Así como el principio del amor corporal es la visión propia del ojo corporal, así también el comienzo del amor espiritual debe ser la visión inteligible del objeto espiritual amable. Pero la visión del objeto espiritual amable, que es Dios, no podemos alcanzarla al presente sino por la fe (puesto que excede a la razón natural), y sobre todo consistiendo nuestra felicidad en su fruición. Es preciso, pues, que seamos inducidos por la ley divina a la verdadera fe.

La ley divina ordena al hombre con objeto de que esté totalmente sometido a Dios. Pero así como el hombre se somete a Dios amándole, por parte de la voluntad, así también se somete creyendo en Él, por parte del entendimiento. Y no creyendo algo falso, porque Dios, que es la Verdad, no puede proponer al hombre ninguna falsedad; por eso, quien cree algo falso no cree a Dios. Por tanto, los hombres son conducidos a la verdadera fe por la ley divina.

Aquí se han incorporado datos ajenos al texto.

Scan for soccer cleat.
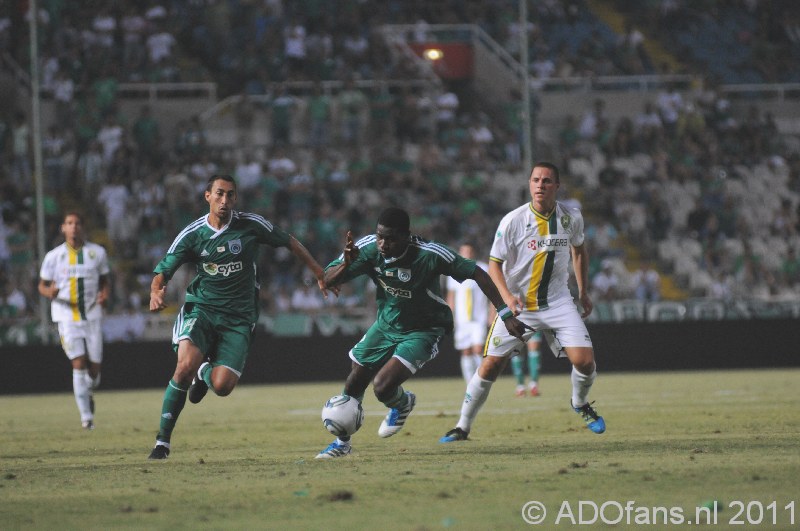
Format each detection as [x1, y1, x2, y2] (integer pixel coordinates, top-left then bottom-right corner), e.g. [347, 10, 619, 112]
[515, 385, 526, 397]
[81, 419, 95, 430]
[188, 377, 209, 404]
[572, 400, 605, 434]
[315, 440, 351, 459]
[378, 391, 416, 438]
[529, 384, 540, 397]
[148, 444, 170, 460]
[439, 427, 469, 443]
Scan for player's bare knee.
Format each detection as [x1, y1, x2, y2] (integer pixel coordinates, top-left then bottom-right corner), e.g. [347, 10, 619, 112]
[214, 384, 234, 397]
[573, 357, 596, 375]
[477, 356, 504, 381]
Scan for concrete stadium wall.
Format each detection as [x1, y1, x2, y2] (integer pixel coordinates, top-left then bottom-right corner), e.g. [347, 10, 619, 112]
[1, 319, 798, 395]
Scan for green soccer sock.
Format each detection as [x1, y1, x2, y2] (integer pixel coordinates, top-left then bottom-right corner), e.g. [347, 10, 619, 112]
[382, 386, 407, 409]
[511, 355, 525, 385]
[199, 362, 214, 390]
[342, 388, 365, 403]
[156, 379, 188, 443]
[528, 350, 540, 383]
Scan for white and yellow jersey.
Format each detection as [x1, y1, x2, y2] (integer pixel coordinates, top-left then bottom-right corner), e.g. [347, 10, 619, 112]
[446, 261, 490, 325]
[40, 241, 110, 322]
[490, 201, 584, 311]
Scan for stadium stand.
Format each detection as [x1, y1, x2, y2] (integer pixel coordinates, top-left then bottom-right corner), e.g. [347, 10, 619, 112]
[1, 1, 800, 344]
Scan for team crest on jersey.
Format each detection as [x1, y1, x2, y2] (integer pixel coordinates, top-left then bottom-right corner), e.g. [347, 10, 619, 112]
[397, 268, 411, 282]
[228, 239, 242, 254]
[89, 250, 96, 259]
[561, 214, 572, 230]
[492, 336, 502, 347]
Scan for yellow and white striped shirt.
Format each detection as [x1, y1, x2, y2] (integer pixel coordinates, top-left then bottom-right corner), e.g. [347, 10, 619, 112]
[489, 201, 584, 311]
[39, 241, 109, 322]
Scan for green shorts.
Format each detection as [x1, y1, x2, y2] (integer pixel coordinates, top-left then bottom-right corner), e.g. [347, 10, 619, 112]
[172, 303, 255, 376]
[349, 322, 445, 374]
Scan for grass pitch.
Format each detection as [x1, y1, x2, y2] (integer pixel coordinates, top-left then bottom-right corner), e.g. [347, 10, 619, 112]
[0, 369, 798, 530]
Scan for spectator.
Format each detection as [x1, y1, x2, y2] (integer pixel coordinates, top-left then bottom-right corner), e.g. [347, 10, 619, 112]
[76, 140, 106, 204]
[11, 112, 32, 194]
[337, 77, 367, 147]
[283, 18, 308, 77]
[97, 173, 131, 248]
[0, 276, 28, 318]
[52, 69, 76, 125]
[631, 261, 661, 302]
[592, 259, 620, 301]
[307, 82, 332, 149]
[368, 82, 395, 145]
[121, 5, 148, 76]
[578, 98, 607, 142]
[182, 115, 208, 158]
[145, 20, 177, 68]
[781, 247, 800, 287]
[96, 113, 125, 167]
[435, 90, 459, 137]
[290, 281, 324, 312]
[132, 105, 162, 167]
[269, 84, 297, 147]
[42, 124, 72, 192]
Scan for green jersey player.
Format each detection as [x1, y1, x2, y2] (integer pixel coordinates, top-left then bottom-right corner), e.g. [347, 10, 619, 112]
[148, 174, 329, 460]
[315, 207, 530, 458]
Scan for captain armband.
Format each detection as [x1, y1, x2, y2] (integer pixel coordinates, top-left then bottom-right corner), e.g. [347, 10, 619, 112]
[496, 304, 514, 321]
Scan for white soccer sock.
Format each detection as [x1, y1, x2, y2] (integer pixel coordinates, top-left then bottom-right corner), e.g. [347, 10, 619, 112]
[571, 366, 597, 408]
[460, 356, 475, 382]
[455, 374, 494, 433]
[73, 369, 93, 421]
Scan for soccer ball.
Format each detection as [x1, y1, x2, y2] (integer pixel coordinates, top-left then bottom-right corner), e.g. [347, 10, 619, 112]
[321, 395, 364, 437]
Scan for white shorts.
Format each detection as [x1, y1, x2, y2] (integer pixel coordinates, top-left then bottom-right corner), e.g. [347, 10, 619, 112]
[485, 297, 592, 359]
[57, 320, 103, 363]
[453, 321, 488, 350]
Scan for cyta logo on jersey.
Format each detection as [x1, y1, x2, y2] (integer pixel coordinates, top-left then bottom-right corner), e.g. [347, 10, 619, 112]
[228, 239, 242, 254]
[203, 261, 243, 277]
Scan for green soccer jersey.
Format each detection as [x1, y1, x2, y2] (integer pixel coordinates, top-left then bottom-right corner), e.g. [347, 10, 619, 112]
[154, 211, 291, 321]
[326, 234, 477, 333]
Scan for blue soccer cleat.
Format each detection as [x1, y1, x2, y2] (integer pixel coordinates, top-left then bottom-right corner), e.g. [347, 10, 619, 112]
[572, 400, 606, 434]
[315, 440, 351, 459]
[378, 391, 416, 438]
[439, 427, 469, 443]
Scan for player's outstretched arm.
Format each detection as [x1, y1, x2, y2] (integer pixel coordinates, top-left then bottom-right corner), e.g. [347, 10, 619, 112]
[323, 230, 359, 288]
[149, 273, 168, 312]
[287, 235, 333, 298]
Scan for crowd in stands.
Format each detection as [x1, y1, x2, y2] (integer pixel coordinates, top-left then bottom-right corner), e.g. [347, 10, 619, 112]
[615, 0, 800, 84]
[2, 0, 800, 332]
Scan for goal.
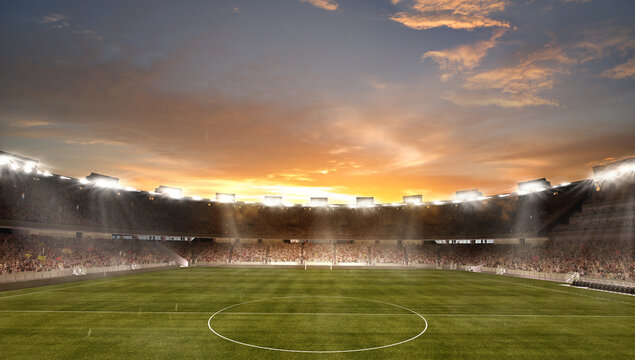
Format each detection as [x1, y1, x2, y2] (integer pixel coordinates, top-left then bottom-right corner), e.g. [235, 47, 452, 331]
[304, 262, 333, 270]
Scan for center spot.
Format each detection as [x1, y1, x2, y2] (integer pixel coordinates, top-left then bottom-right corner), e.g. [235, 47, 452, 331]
[207, 296, 428, 353]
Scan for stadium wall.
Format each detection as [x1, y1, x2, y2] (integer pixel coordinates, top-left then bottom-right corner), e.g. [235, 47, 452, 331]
[0, 263, 179, 289]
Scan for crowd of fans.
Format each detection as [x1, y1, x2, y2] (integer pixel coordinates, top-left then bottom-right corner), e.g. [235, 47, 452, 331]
[302, 243, 334, 263]
[405, 239, 633, 280]
[231, 243, 267, 263]
[165, 240, 232, 263]
[371, 244, 406, 264]
[1, 235, 631, 280]
[335, 243, 369, 263]
[0, 234, 169, 274]
[267, 242, 301, 263]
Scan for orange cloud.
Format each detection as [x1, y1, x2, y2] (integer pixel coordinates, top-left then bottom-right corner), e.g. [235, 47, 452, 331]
[300, 0, 339, 11]
[391, 0, 510, 30]
[602, 57, 635, 79]
[422, 29, 506, 80]
[445, 42, 575, 107]
[442, 91, 558, 108]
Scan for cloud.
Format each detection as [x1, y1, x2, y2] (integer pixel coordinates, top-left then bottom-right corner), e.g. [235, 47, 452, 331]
[569, 26, 635, 80]
[11, 120, 51, 127]
[37, 13, 68, 23]
[37, 13, 70, 29]
[390, 0, 510, 30]
[441, 40, 576, 108]
[442, 91, 558, 107]
[361, 74, 390, 89]
[572, 27, 635, 63]
[602, 57, 635, 79]
[422, 29, 506, 81]
[464, 45, 574, 92]
[300, 0, 339, 11]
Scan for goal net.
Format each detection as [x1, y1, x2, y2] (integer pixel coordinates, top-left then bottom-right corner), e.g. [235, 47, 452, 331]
[304, 262, 333, 270]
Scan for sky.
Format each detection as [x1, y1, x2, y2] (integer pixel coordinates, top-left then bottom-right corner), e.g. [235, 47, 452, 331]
[1, 0, 634, 204]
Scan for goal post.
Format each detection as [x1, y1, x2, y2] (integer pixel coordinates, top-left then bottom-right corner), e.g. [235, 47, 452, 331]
[304, 262, 333, 270]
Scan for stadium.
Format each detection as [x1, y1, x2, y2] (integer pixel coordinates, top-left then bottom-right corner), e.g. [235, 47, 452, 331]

Quien yerre sobre lo que pertenece a la esencia de una cosa, no conoce dicha cosa. Por ejemplo, si alguien pensase que hombre equivale a animal irracional, no conocería al hombre. Otra cosa sería si se equivocara sobre alguno de sus accidentes. Sin embargo, tratándose de compuestos, quien yerra sobre alguno de los principios esenciales, no conocerá la cosa en absoluto, pero sí relativamente. Por ejemplo, quien piensa que el hombre es animal irracional tiene de él un conocimiento genérico. Pero esto no puede suceder con las cosas simples, puesto que un error cualquiera acerca de ellas nos priva de su conocimiento. Es así que Dios es simplicísimo. Luego quien yerra sobre Dios no le conoce. Por ejemplo, quien cree que Dios es cuerpo, no le conoce, pues toma por Dios una cosa distinta. Sin embargo, nosotros amamos y deseamos una cosa en la medida que la conocemos. Así, pues, quien yerra sobre Dios, no puede amarle ni desearle como fin. Por consiguiente, siendo el objeto de la ley divina el conseguir que los hombres amen y deseen a Dios (c. 116), resultará que los hombres son obligados por ella a tener una fe verdadera de Dios.

La falsa opinión es con respecto a lo inteligible lo mismo que el vicio opuesto es a la virtud en lo moral, pues "el bien del entendimiento es lo verdadero". Si, pues, a la ley divina corresponde prohibir los vicios, a ella corresponderá también rechazar las falsas opiniones sobre Dios y las cosas divinas.

Por esto se dice a los Hebreos: "Sin la fe es imposible agradar a Dios". Y en el Éxodo, antes de establecer precepto alguno, se anticipa la fe recta en Dios, al decir: "Oye, Israel; El Señor, tu Dios, es único".

Con esto se refuta el error de quienes decían que nada importa para la salvación del hombre la clase de fe con que este sirva a Dios.